The dollar index was barely changed at 97.171 after gaining 0.35% last week, but the greenback broke above 108 yen to hit its highest since Wednesday, still in the middle of the 107-109 range where it has traded for a month.
Underpinning the dollar, investors on Friday tempered expectations for deep U.S. interest rate cuts later this month, though a quarter-point cut is still widely expected.
Brent crude futures were up 51 cents, or 0.8%, at$62.98 a barrel by 0042 GMT after a British tanker was seized by the Iranian military at the end of last week.
Any rise in oil prices puts pressure on major importers of the commodity in the region such as India, Indonesia and Thailand.
The dollar would hold the upper hand in Asia this week and the “jittery risk environment” surrounding Iran tensions could further impinge on the Asian currencies, OCBC Bank analysts said in a note on Monday.
The Indian rupee fell as much as 0.4% to a near three-week low, while the Indonesian rupiah slid as much as 0.3% to 13,965 against the dollar.
The Thai baht lost up to 0.3%. The currency was little fazed by trade data which showed June exports fell 2.15% year-on-year, smaller than the Reuters poll forecast of 5% drop.
Exports, the main driver of Thai growth, declined for a fourth straight month in June.
The South Korean won also depreciated, shedding up to 0.4% to 1,179.10 against the dollar, as the export-oriented economy’s shipments for the first 20 days of the month fell a sharp 13.6% from a year earlier, according to customs data.
Semiconductor products, which make up for about one-fifth of the country’s total exports, suffered a 30.2% drop in overseas shipments, the Korea Customs Service data showed.
Meanwhile, the Chinese yuan inched up 0.06% on investor hopes that Sino-U.S. trade tensions may be easing.

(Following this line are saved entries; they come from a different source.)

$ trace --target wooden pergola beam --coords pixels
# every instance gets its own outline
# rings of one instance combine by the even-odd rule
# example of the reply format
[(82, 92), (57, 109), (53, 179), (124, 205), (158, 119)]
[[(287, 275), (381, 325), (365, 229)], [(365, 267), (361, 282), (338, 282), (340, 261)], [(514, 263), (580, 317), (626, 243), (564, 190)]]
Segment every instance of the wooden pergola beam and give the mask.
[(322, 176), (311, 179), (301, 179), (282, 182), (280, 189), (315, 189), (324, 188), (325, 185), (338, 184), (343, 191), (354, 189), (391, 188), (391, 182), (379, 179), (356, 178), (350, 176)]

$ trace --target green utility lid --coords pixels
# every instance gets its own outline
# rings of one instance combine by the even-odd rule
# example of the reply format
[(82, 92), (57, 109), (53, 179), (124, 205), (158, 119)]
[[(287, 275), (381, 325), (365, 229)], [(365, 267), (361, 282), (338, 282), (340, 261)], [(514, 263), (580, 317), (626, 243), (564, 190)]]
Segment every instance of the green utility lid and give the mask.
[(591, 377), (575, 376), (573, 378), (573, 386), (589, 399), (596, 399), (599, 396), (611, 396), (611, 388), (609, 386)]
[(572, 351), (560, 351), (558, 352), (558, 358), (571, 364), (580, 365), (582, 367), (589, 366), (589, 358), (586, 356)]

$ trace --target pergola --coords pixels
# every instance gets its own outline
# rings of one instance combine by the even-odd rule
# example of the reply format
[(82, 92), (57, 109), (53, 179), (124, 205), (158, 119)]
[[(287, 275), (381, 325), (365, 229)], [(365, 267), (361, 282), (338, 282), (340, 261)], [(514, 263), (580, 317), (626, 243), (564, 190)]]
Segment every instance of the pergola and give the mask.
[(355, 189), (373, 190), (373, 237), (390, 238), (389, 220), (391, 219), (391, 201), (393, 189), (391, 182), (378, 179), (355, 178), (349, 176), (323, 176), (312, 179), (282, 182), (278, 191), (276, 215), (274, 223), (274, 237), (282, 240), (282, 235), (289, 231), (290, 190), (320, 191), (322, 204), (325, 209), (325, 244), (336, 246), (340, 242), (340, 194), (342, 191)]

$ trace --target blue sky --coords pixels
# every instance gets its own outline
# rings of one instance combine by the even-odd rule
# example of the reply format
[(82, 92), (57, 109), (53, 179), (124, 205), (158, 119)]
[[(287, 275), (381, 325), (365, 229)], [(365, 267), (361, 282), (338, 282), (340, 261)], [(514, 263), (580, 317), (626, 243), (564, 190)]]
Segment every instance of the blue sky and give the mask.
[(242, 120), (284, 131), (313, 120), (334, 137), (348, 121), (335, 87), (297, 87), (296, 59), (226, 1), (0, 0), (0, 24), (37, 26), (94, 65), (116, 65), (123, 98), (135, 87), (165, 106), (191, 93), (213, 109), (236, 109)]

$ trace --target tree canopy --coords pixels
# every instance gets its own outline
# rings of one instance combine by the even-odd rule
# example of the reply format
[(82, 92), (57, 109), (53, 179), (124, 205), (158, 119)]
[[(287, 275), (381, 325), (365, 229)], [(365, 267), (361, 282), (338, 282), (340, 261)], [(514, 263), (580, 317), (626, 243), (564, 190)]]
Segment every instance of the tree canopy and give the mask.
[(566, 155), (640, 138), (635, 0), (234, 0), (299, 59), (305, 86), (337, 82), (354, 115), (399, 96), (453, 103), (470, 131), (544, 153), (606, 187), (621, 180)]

Some Chinese companies are seeking new purchases of U.S. agricultural products, China’s official Xinhua news agency said on Sunday, citing authorities, and investors widely take these kind of developments as gestures of goodwill between the world’s two largest economies to end the year-long trade war.
The Malaysian ringgit and the Philippine peso were little changed.